With its legal argument, respondent denies that his reading of the case law ignores the phrase "as a citizen." But respondent suggests that whether an employee speaks "as a citizen" is fundamentally connected to whether they speak "on a matter of public concern" and should not be artificially separated. When a government employee like Ceballos raises a significant matter of public concern, he or she is speaking "as a citizen," even if he or she does so pursuant to job requirements. In the alternative, respondent argues that Ceballos was speaking both as an employee trying to improve the workplace and as a concerned citizen (YES! Finally, someone gets it! There is no false choice!) Respondent denies the petitioners’ suggestion that Ceballos was somehow required to bring the police misconduct to light. Rather, he asserts, Ceballos made a discretionary call to investigate the wrongdoing and suggest dismissal—indeed, we know it was discretionary because his supervisors made a different decision (this may be hindsight logic, but what exactly does his employee handbook say? Why are the free speech haters so sure that all complaints (which they hate anyway) are job requirements?)
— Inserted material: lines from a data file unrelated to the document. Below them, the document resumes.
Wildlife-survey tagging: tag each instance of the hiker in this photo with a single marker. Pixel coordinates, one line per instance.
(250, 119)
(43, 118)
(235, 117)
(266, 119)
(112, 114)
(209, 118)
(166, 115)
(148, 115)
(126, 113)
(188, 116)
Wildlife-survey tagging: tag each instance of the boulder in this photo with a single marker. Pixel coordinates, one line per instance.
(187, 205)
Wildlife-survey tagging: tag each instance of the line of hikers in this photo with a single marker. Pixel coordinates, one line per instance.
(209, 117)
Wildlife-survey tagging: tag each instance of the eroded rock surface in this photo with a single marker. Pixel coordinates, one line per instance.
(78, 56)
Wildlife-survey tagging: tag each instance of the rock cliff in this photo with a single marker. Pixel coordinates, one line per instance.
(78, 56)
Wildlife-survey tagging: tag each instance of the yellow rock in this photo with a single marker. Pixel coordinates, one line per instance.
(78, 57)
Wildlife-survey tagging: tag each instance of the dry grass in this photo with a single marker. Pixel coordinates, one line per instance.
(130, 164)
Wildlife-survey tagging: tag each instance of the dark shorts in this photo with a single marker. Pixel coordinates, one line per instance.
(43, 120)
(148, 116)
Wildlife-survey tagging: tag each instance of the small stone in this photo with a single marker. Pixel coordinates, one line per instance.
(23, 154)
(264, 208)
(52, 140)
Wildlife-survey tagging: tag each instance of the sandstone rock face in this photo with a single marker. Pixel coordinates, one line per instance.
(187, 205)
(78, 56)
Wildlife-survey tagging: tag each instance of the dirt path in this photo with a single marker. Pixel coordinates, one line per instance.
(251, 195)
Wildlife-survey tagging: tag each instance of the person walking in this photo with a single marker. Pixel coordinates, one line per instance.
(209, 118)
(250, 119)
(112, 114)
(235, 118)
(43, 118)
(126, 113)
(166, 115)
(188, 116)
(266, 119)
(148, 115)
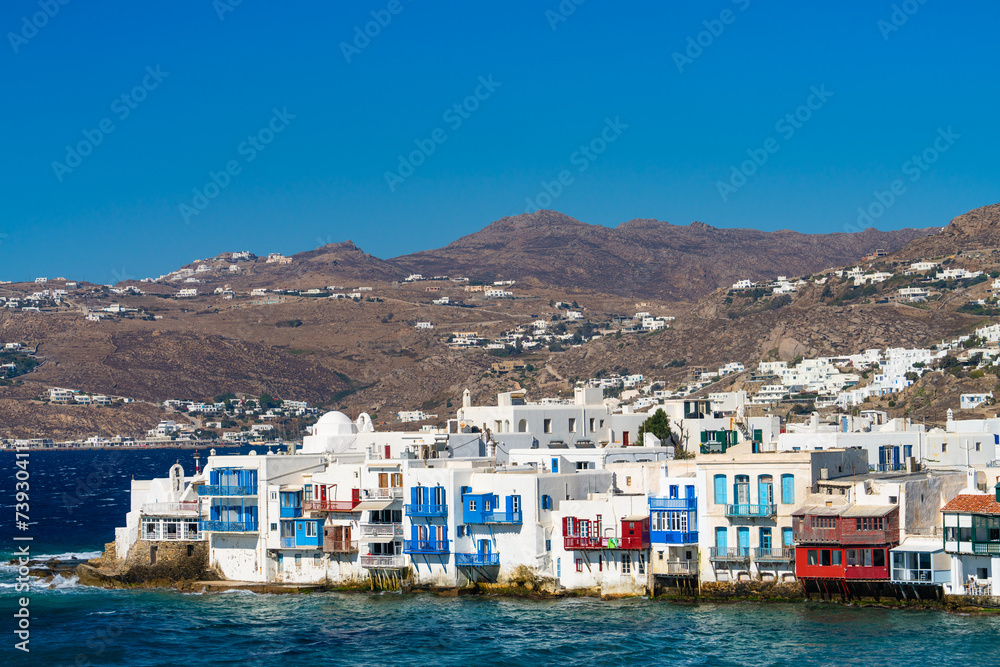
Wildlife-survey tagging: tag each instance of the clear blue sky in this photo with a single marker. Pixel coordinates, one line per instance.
(557, 81)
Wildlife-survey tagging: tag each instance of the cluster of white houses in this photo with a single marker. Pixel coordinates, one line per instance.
(563, 491)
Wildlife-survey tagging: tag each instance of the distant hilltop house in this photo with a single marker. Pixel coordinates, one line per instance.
(922, 267)
(970, 401)
(414, 416)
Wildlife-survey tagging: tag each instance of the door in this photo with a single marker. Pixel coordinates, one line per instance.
(743, 539)
(721, 540)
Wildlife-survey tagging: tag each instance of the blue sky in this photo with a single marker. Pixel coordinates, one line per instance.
(642, 110)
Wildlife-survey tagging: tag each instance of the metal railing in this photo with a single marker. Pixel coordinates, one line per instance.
(682, 567)
(227, 490)
(170, 508)
(477, 560)
(330, 505)
(384, 562)
(729, 553)
(383, 493)
(426, 510)
(673, 503)
(986, 548)
(228, 526)
(340, 546)
(751, 510)
(434, 547)
(497, 516)
(381, 529)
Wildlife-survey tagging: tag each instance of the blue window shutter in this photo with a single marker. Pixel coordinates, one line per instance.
(787, 489)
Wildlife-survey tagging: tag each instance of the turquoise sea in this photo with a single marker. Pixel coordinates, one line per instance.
(77, 625)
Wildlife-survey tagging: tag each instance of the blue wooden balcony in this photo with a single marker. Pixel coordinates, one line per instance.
(426, 510)
(228, 526)
(427, 547)
(731, 554)
(226, 490)
(751, 511)
(477, 560)
(492, 516)
(673, 503)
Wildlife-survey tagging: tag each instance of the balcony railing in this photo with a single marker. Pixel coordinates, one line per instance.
(384, 562)
(477, 560)
(748, 510)
(383, 493)
(496, 517)
(340, 546)
(673, 503)
(178, 535)
(433, 547)
(780, 554)
(426, 510)
(330, 505)
(680, 567)
(227, 490)
(228, 526)
(986, 548)
(160, 509)
(381, 529)
(741, 554)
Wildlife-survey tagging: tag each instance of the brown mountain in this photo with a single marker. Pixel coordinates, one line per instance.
(643, 258)
(977, 229)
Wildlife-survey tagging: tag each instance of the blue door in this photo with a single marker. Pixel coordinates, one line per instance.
(743, 538)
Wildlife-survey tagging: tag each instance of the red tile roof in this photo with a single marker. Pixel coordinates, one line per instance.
(973, 504)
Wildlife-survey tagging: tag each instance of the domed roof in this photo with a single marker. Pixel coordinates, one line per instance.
(334, 423)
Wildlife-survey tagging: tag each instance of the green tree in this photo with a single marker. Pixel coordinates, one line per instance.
(658, 424)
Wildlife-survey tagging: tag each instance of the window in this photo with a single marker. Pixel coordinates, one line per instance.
(720, 489)
(787, 489)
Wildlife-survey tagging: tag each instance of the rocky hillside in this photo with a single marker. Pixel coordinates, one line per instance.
(643, 258)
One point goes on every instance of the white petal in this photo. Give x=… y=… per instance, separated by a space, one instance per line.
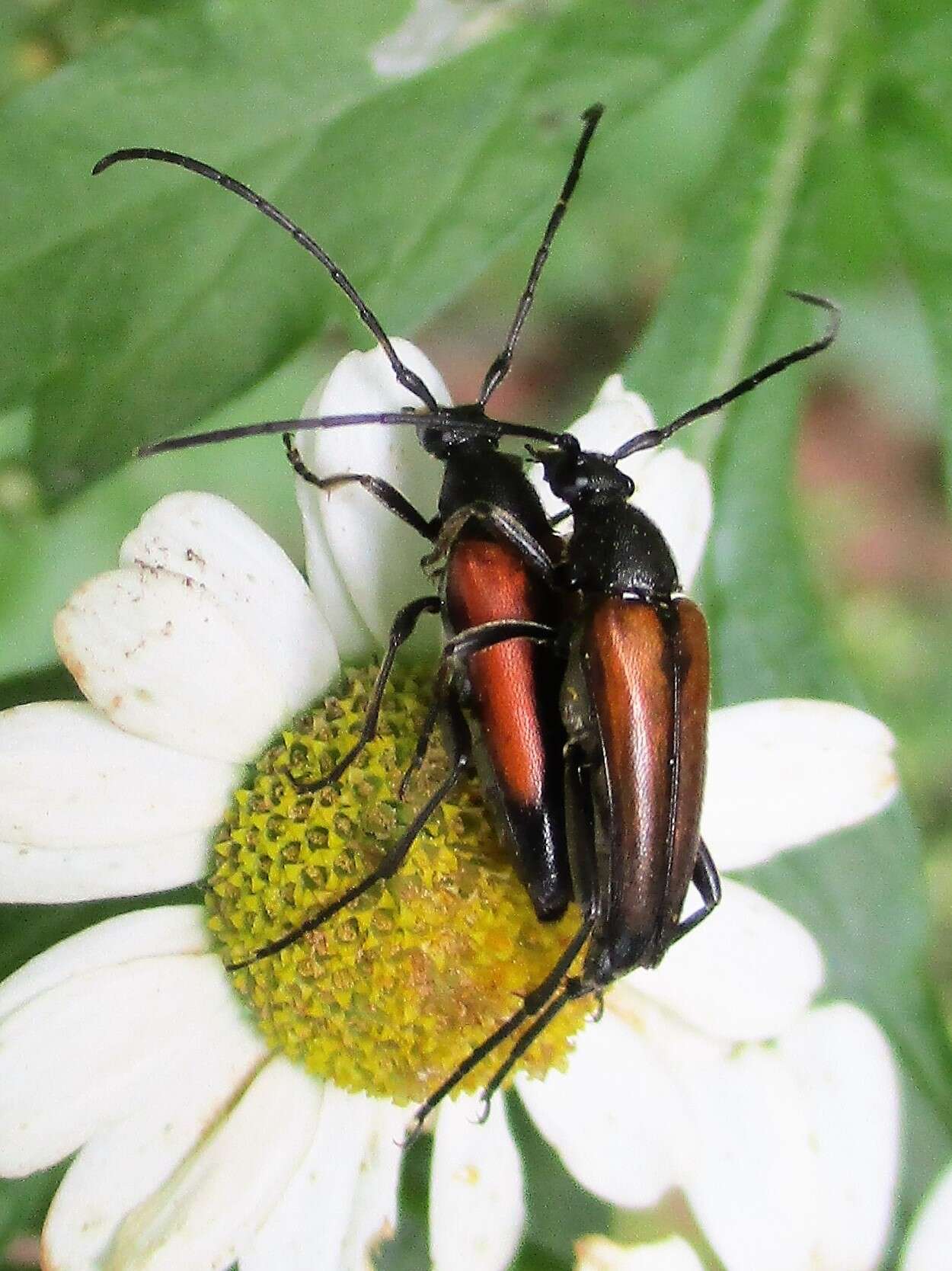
x=845 y=1068
x=477 y=1204
x=165 y=660
x=375 y=1202
x=931 y=1236
x=81 y=1052
x=222 y=1194
x=126 y=938
x=308 y=1228
x=750 y=1173
x=615 y=1116
x=351 y=635
x=676 y=494
x=55 y=876
x=130 y=1158
x=209 y=540
x=784 y=773
x=596 y=1253
x=745 y=974
x=674 y=1042
x=376 y=555
x=72 y=780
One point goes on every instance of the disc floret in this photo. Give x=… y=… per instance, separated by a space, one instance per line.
x=395 y=991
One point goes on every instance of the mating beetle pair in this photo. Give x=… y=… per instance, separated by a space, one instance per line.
x=585 y=670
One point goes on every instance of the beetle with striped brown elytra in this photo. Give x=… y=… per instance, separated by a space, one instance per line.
x=589 y=646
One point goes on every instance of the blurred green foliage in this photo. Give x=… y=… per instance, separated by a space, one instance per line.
x=748 y=148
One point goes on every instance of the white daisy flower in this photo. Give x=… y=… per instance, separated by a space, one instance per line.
x=199 y=1141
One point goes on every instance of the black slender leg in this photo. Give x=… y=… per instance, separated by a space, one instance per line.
x=401 y=631
x=533 y=1002
x=571 y=991
x=503 y=524
x=460 y=748
x=382 y=490
x=708 y=882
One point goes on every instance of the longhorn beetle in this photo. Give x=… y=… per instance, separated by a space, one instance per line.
x=633 y=654
x=499 y=568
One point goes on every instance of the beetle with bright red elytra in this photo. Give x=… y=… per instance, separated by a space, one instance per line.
x=629 y=652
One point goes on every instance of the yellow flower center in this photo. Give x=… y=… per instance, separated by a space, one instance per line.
x=395 y=991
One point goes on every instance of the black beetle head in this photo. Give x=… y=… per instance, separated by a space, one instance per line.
x=577 y=475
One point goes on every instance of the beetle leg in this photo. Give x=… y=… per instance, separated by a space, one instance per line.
x=503 y=524
x=382 y=490
x=460 y=748
x=707 y=880
x=533 y=1003
x=469 y=641
x=572 y=989
x=401 y=631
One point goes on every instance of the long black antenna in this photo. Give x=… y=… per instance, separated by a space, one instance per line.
x=406 y=376
x=500 y=367
x=655 y=436
x=442 y=418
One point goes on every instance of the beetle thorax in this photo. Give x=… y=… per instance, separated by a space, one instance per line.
x=618 y=551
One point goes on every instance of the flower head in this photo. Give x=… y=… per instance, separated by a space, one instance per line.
x=197 y=1141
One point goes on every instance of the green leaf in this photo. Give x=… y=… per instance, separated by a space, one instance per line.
x=912 y=148
x=725 y=314
x=142 y=302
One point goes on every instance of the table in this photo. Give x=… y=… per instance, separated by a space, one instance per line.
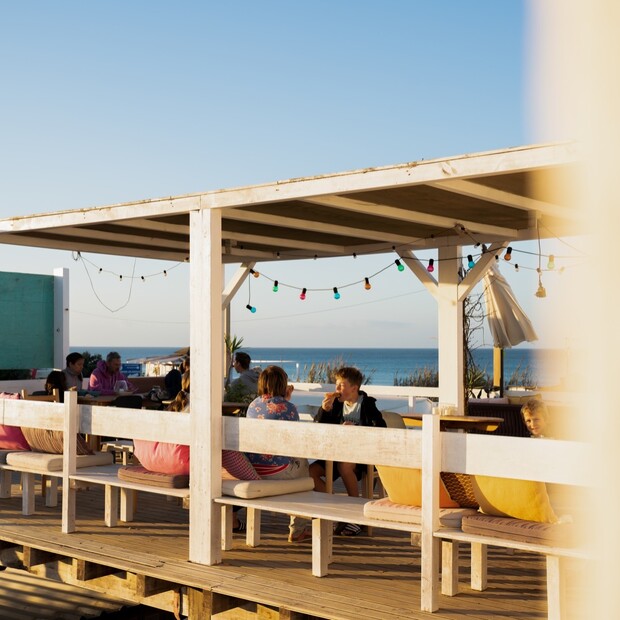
x=460 y=422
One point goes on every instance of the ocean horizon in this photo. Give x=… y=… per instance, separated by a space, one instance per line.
x=380 y=365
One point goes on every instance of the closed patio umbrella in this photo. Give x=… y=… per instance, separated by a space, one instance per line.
x=508 y=322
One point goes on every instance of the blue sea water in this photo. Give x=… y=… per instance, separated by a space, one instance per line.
x=380 y=366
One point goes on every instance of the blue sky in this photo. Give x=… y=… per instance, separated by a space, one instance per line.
x=112 y=102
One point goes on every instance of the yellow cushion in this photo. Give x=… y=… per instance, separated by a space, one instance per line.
x=404 y=486
x=521 y=400
x=520 y=499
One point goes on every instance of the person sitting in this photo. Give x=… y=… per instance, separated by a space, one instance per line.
x=247 y=382
x=536 y=417
x=73 y=371
x=349 y=406
x=105 y=376
x=273 y=403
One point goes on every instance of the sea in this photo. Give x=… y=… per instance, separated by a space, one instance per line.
x=545 y=367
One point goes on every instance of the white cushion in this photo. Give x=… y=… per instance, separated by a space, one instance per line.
x=401 y=513
x=43 y=462
x=249 y=489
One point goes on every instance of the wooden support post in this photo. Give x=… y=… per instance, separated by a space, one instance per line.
x=449 y=567
x=478 y=567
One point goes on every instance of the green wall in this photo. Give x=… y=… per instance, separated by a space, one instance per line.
x=26 y=321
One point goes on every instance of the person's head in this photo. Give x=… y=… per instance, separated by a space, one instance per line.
x=242 y=361
x=113 y=362
x=56 y=380
x=273 y=381
x=348 y=382
x=75 y=363
x=536 y=417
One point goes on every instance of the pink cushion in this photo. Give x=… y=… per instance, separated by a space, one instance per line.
x=161 y=457
x=11 y=437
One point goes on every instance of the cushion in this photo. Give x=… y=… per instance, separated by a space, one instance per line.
x=517 y=529
x=249 y=489
x=389 y=511
x=44 y=440
x=162 y=457
x=460 y=488
x=404 y=486
x=137 y=473
x=237 y=466
x=521 y=400
x=42 y=461
x=521 y=499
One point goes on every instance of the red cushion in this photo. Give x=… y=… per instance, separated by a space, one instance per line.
x=165 y=458
x=11 y=437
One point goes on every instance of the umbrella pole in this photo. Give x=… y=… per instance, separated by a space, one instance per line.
x=498 y=369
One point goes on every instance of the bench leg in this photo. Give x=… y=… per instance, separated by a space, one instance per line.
x=6 y=477
x=252 y=532
x=478 y=567
x=322 y=536
x=128 y=504
x=554 y=588
x=449 y=567
x=27 y=493
x=111 y=505
x=226 y=533
x=51 y=490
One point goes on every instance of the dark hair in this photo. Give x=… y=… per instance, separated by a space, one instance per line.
x=243 y=359
x=350 y=374
x=273 y=381
x=72 y=358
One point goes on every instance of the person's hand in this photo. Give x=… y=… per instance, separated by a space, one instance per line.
x=328 y=400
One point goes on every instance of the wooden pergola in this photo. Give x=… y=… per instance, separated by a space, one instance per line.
x=493 y=198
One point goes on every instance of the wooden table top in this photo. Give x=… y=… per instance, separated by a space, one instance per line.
x=461 y=422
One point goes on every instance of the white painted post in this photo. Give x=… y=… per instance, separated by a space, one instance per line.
x=450 y=329
x=61 y=316
x=206 y=385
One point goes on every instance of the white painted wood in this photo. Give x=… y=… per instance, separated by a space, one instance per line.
x=206 y=335
x=431 y=458
x=450 y=329
x=478 y=566
x=61 y=316
x=449 y=567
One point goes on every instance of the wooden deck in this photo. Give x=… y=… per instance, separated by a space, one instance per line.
x=371 y=578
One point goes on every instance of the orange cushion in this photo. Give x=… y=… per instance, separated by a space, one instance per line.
x=404 y=486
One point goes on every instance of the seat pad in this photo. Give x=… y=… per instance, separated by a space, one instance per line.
x=142 y=475
x=389 y=511
x=249 y=489
x=43 y=462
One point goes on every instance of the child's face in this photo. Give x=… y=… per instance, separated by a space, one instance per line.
x=535 y=423
x=348 y=391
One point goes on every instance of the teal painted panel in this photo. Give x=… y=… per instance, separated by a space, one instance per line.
x=26 y=320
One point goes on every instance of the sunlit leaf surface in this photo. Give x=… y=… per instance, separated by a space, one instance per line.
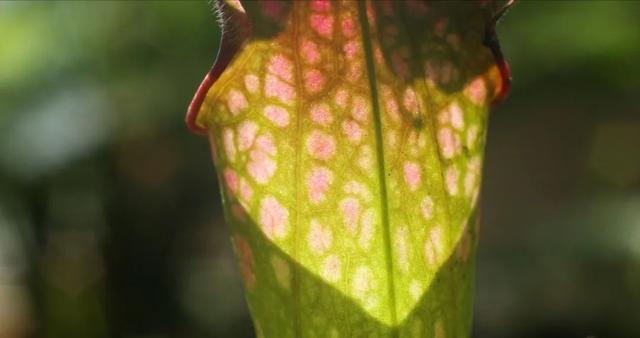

Thus, while Ceballos may have been acting in an employment setting, he was also acting as a concerned citizen to the extent that he made a discretionary decision to bring wrongdoing to light. The haters want us to beliee that an employee, simply because he is an employee, forfeits his status as a concerned citizen, and that every complaint is self-serving. Again, though, the only reason the complaints arise is because the complainers ARE employees!

The author concludes:

"Inevitably, the Court’s decision in Garcetti will swing the pendulum of First Amendment protection in one direction or another. By reversing the Ninth Circuit, the Court would restrict the First Amendment to whistle-blowers who reveal wrongdoing out of the goodness of their hearts and not pursuant to any job responsibilities. Such a decision would reflect concern over exposing the government to increased litigation of a type that is inherently fact-bound and difficult to resolve at summary judgment. Conversely, by affirming the Ninth Circuit, the Court would potentially expand protection to any government official speaking on a matter of public concern (provided the employee could pass the balancing step). Arguably, such a decision would reflect the Court’s reluctance to prioritize the interests of government administrators over the interests of the public and the government itself. "

Ceballos, and free speech will lose. Pity.